The retailer who knows the demand for certain cuts in his market can easily work out a formula for making a correct selling price according to his conditions. Since the ham has cost $4.64, he knows that he must receive $6.40 for the entire ham in order to make 27% on the sale.

There is practically only one correct way to figure a selling price, and that is to figure the percentage of each cut and trimmings, and then add on sufficient to bring the total up to the desired result, which in this case is $6.40.

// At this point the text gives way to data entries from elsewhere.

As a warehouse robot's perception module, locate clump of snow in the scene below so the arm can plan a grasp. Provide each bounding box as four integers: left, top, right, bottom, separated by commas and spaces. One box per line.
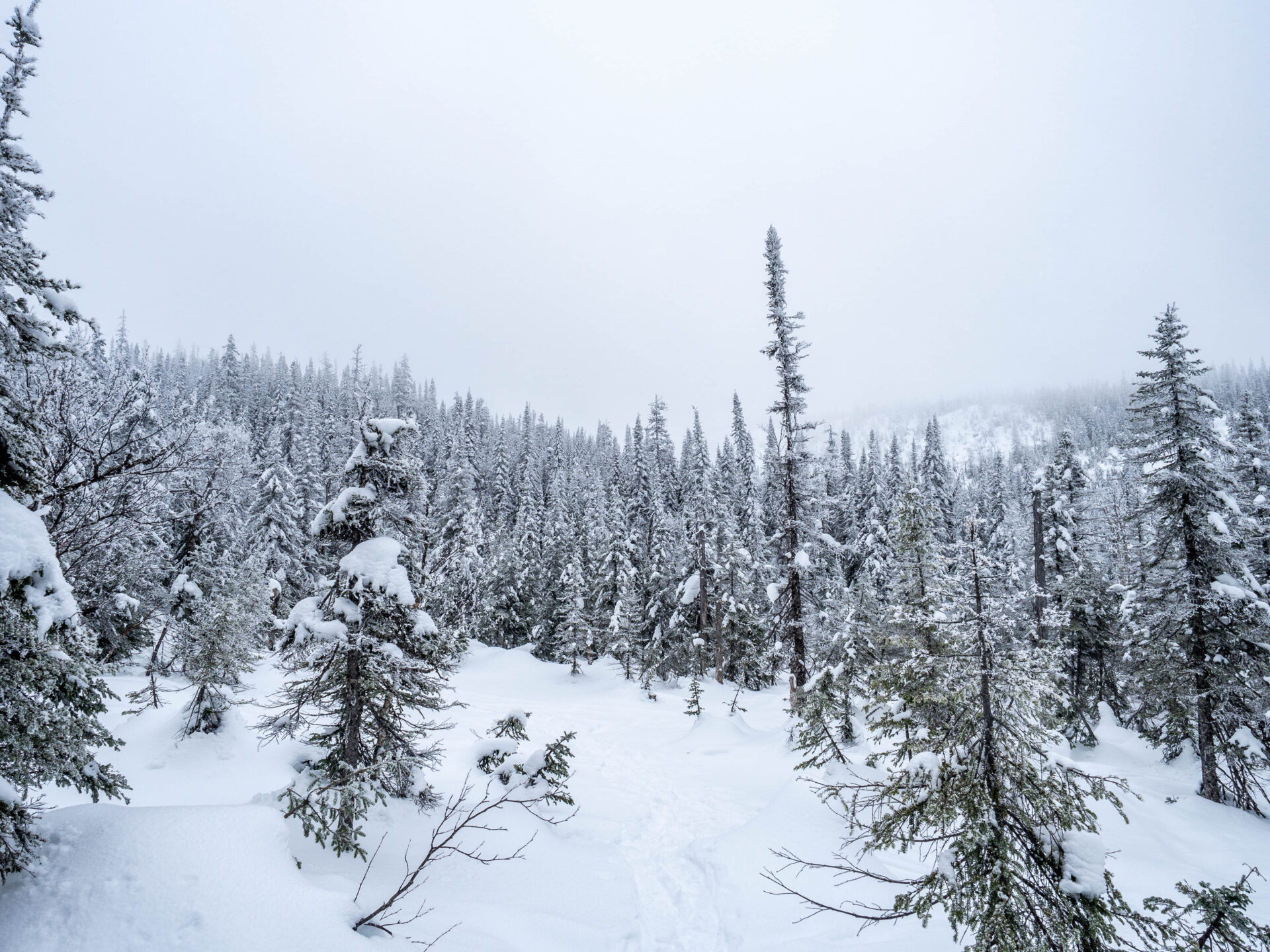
935, 849, 956, 882
309, 485, 376, 536
0, 490, 79, 635
362, 416, 418, 453
114, 592, 141, 612
414, 608, 441, 636
330, 598, 362, 625
679, 573, 701, 606
1059, 830, 1107, 898
339, 536, 414, 606
0, 777, 22, 805
169, 573, 203, 600
282, 595, 348, 643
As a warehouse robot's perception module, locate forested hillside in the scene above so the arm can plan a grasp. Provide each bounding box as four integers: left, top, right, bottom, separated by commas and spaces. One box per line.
0, 13, 1270, 951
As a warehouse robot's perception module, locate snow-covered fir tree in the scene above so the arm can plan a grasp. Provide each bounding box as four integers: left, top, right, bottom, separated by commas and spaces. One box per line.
262, 418, 461, 855
1129, 305, 1270, 813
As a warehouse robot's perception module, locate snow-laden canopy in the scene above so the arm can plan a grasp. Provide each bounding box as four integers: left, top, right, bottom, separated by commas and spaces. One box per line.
339, 536, 414, 606
0, 491, 79, 635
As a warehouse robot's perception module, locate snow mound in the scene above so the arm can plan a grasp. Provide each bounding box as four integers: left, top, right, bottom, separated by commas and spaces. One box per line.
683, 712, 759, 754
0, 490, 79, 635
339, 536, 414, 606
0, 805, 368, 952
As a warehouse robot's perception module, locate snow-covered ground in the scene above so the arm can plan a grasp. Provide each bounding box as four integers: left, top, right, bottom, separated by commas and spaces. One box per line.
0, 645, 1270, 952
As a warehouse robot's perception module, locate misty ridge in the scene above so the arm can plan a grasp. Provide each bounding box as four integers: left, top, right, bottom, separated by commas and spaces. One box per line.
0, 0, 1270, 952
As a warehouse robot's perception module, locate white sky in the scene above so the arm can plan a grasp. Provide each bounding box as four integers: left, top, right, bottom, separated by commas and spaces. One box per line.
23, 0, 1270, 434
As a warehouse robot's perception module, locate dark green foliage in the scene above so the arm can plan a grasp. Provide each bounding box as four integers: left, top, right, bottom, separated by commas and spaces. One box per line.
1135, 868, 1270, 952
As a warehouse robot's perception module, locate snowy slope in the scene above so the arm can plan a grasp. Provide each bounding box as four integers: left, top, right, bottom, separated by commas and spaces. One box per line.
831, 404, 1054, 465
0, 645, 1270, 952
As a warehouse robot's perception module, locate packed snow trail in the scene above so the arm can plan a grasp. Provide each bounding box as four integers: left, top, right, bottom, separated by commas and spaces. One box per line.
0, 645, 1270, 952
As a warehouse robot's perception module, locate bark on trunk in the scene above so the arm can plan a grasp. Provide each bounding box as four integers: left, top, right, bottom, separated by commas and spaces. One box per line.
1033, 489, 1049, 641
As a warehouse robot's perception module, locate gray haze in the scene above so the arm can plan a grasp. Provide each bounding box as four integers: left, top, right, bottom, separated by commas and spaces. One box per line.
23, 0, 1270, 433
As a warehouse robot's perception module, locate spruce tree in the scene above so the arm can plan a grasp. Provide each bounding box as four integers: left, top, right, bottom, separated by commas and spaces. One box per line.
262, 418, 462, 857
0, 4, 80, 495
174, 542, 272, 735
763, 227, 814, 688
1129, 305, 1270, 813
247, 430, 310, 614
769, 516, 1125, 952
0, 4, 128, 881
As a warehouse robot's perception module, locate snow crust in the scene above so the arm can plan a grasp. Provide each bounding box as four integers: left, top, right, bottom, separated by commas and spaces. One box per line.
679, 573, 701, 606
0, 803, 367, 952
10, 654, 1270, 952
0, 490, 79, 635
339, 536, 414, 606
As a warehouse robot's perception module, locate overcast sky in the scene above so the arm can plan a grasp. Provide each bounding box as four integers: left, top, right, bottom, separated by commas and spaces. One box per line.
23, 0, 1270, 433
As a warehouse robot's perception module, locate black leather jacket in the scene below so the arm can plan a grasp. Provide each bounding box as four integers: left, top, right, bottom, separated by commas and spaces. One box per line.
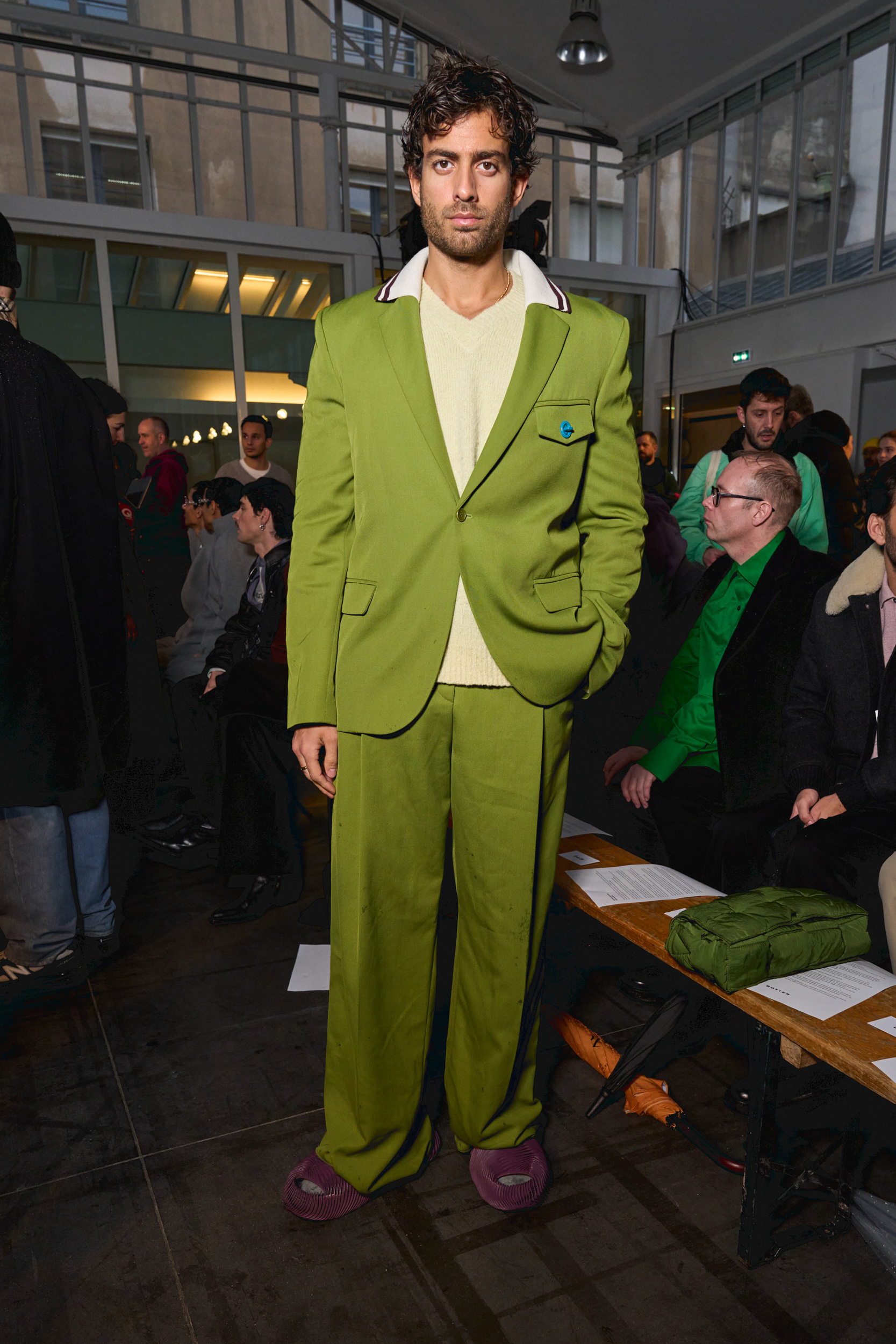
205, 539, 290, 675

A Ham Selling Price Formula

According to demand, the retailer can now figure out a selling price formula. As an example, we have figured this ham on the following basis :

Best center slices Add 100% to ACTUAL cost

End slices, trimmed Add 7% to ACTUAL cost

Shank end At cost

Outside slice At cost This gives the following results :

Per lb.

5 lb. 8 oz. center slices 66.28 cents

4 lb. 8 oz. end slices 35.46 cents

3 lb. shank end 33.14 cents

8 oz. outside slice 33.14 cents

Total return wanted $6.40

Average selling price per lb 45.71 cents

To make the example mathematically correct, fractions have not been eliminated. In actual practice, the price would be minus the fractions in favor of the retailer. While this is only a typical example of establishing the cost and selling price, it will prove to the retailer the need of being a good mathematician.

Pricing Pork Chops

The same difficulty may also be encountered in selling pork chops. In few markets all chops of a pork loin are sold at one price, and the cost problem is a very simple one. A pork loin weighing 10 lbs. 8 ozs. at 10 cents per lb. costs the retailer $2.10. If he desires a profit of 25% gross on the selling price, he must add on 34% or the total selling price of the loin is $2.82. Each lb. will therefore, have to sell at 27.05 cents per lb., or in round figures 27 cents. As the great majority of retailers, how-ever, sell shoulder and loin end chops at or below cost, the retailer finds it more difficult in such cases to get the correct selling price.

When it is known what profit is desired, it should be added to the actual cost and then it must be divided into the different percentages of chops—center chops, loin end chops and shoulder chops. If on a 20 cents per lb. loin the end chops are sold at cost, or at 20 cents, the center chops will have to sell at 29.33 cents or at 30 cents per lb. on a basis of 35% added to cost. It will be noted that in this case, the center chops sell for 50% more than they originally cost.

Knowing “ACTUAL” Costs

The retailer who actually wants to know his business and can establish a correct cost and selling price, will find that in the retail meat business, there is an absolute necessity for a retailer to use a pencil and adding machine.

Analyzing carcasses, dividing them into different cuts, figuring wholesale cuts into retail cuts and converting ounces into percentages are tasks which evidently have prevented the great majority of retailers from getting at these fundamental facts. By the examples given above, it becomes very evident that in order to be successful in the retail meat business, and to know what he is doing, the retailer should know how to establish a correct cost price.

It is well to remember that the price on the bill is not always the price the goods have actually cost by the time they are ready to be sold over the counter. One should always remember that there is an original or PRIME cost and a final and ACTUAL cost in the retail meat business.